The impetus for this law is a Utah federal case, Palmer v. Kleargear.com, Case No. 1:13-cv-00175 (D. Utah July 1, 2014). The plaintiff there bought one of Kleargear’s products and then complained about it on the Internet. Kleargear then added a “non-disparagement” clause to its terms of sale that included a $3,500 for making negative comments about the company. When Kleargear referred Palmer to collections based on this provision, he sued Kleargear for violation of the federal Fair Credit Reporting Act and got a default judgment. Even though the court there didn’t make any determination as to the validity of the non-disparagement clause, it was a wakeup call to how easily they could be abused.

A more glaring example of this conduct came to light in Roca Labs, Inc. v. Consumer Opinion Corp., where a diet “nutraceutical” manufacturer in Florida sued a consumer review website for, among other things, allegedly inducing customers to breach their non-disparagement clauses with Roca Labs by allowing people to post negative reviews on the website . The court there didn’t decide on whether the non-disparagement clause was enforceable, however, finding instead that the website was immune under 47 U.S.C. § 230. See Roca Labs, Inc. v. Consumer Op. Corp., 2015 U.S. Dist. LEXIS 143107 (M.D. Fla. Oct. 21, 2015). (Disclosure, I was one of the attorneys on that case) Ken wrote a full analysis of the litigation here.

Assuming that Congress can actually get the CFRA passed, it’s worth taking a look at its provisions to see if it would prevent a situation like Kleargear from happening again. You can find the text of the bill here.

The statute protects “covered communications,” which are any “review, performance assessment of, or other similar analysis of . . . the goods, services or conduct of a person.” This is broad language that would certainly cover consumer reviews and reviews of professionals, but may even extend beyond that. For example, with some creative argument this could possibly apply to Charlie Sheen’s alleged sexual NDA. (WINNING!!!)

Next, the law applies to “form contracts,” which are one-sided contracts of adhesion written by a company that the consumer has no real chance to negotiate over: a “take it or leave it” situation. Most “clickwrap” terms of use agreements that everyone skips through would likely fall under this category. Notable exceptions to this definition are employment and independent contractor agreements, meaning you still couldn’t badmouth your employer with impunity.

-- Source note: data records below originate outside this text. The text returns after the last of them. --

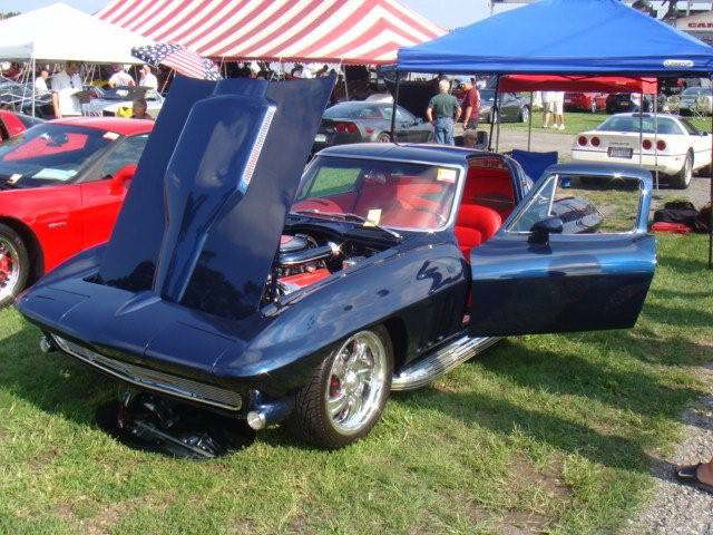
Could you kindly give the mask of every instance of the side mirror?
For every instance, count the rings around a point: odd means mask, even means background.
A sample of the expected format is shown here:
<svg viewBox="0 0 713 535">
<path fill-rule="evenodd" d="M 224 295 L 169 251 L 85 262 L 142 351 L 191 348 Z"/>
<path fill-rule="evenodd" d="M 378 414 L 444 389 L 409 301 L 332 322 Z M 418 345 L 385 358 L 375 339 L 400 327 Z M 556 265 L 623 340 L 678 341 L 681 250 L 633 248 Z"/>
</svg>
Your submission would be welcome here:
<svg viewBox="0 0 713 535">
<path fill-rule="evenodd" d="M 547 217 L 546 220 L 538 221 L 530 228 L 530 237 L 528 243 L 538 243 L 546 245 L 549 243 L 550 234 L 561 234 L 565 224 L 559 217 Z"/>
<path fill-rule="evenodd" d="M 136 173 L 136 164 L 128 164 L 124 167 L 119 168 L 114 176 L 111 177 L 111 184 L 109 185 L 109 191 L 118 195 L 119 193 L 126 189 L 128 182 L 134 178 L 134 174 Z"/>
</svg>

The CRFA prohibits three things. First, a form contract can’t prevent a party to the contract from making a covered communication. Second, the form contract can’t impose a fee or penalty against a party for making a covered communications. Third, a form contract can’t require a party to sign over intellectual property rights in reviews that they author.

This means that the CFRA unambiguously outlaws non-disparagement clauses in consumer contracts, specifying that they are void from the outset. It also forbids companies from abusing copyright law by claiming ownership of reviews and then hitting disgruntled customers with DMCA notices. But it does contain exceptions for things like private or confidential information or trade secrets, and makes clear that the law doesn’t prevent a company from suing someone for defamation over a review.

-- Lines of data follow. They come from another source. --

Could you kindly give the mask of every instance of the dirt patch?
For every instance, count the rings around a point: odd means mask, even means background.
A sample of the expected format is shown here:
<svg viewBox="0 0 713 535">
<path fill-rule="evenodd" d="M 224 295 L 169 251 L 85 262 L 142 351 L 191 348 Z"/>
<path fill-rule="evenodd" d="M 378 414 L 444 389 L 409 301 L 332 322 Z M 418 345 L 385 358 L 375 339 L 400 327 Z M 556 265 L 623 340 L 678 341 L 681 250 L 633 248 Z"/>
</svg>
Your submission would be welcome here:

The law does not create a private cause of action, meaning you couldn’t sue a company directly for violation of the law if they tried collecting on an unlawful “penalty” like in Kleargear. Instead, the law provides that any attempt to enforce an unlawful provision is a violation of the FTC act, and gives both the FTC and state officials the ability to bring an action against the company. This would look something like the pending lawsuit between the FTC and Roca Labs in FTC v. Roca Labs, Inc., Case No. 8:15-cv-02231 (M.D. Fla. 2015). Thus, while a customer could win a motion to dismiss simply by pointing to this law, actually stopping a company from trying to enforce gag clauses would usually be out of an individual consumer’s control.

On the upside, if you live in a state with a broad unfair and deceptive trade practices act, you could use that against a censorious asshat company. Although the FTC Act has no private right of action, state unfair and deceptive practices laws frequently import decisions under the FTC Act. Therefore, it could follow that any company that tries to enforce a gag clause (should this law pass) would find itself facing state unfair and deceptive trade practices claims.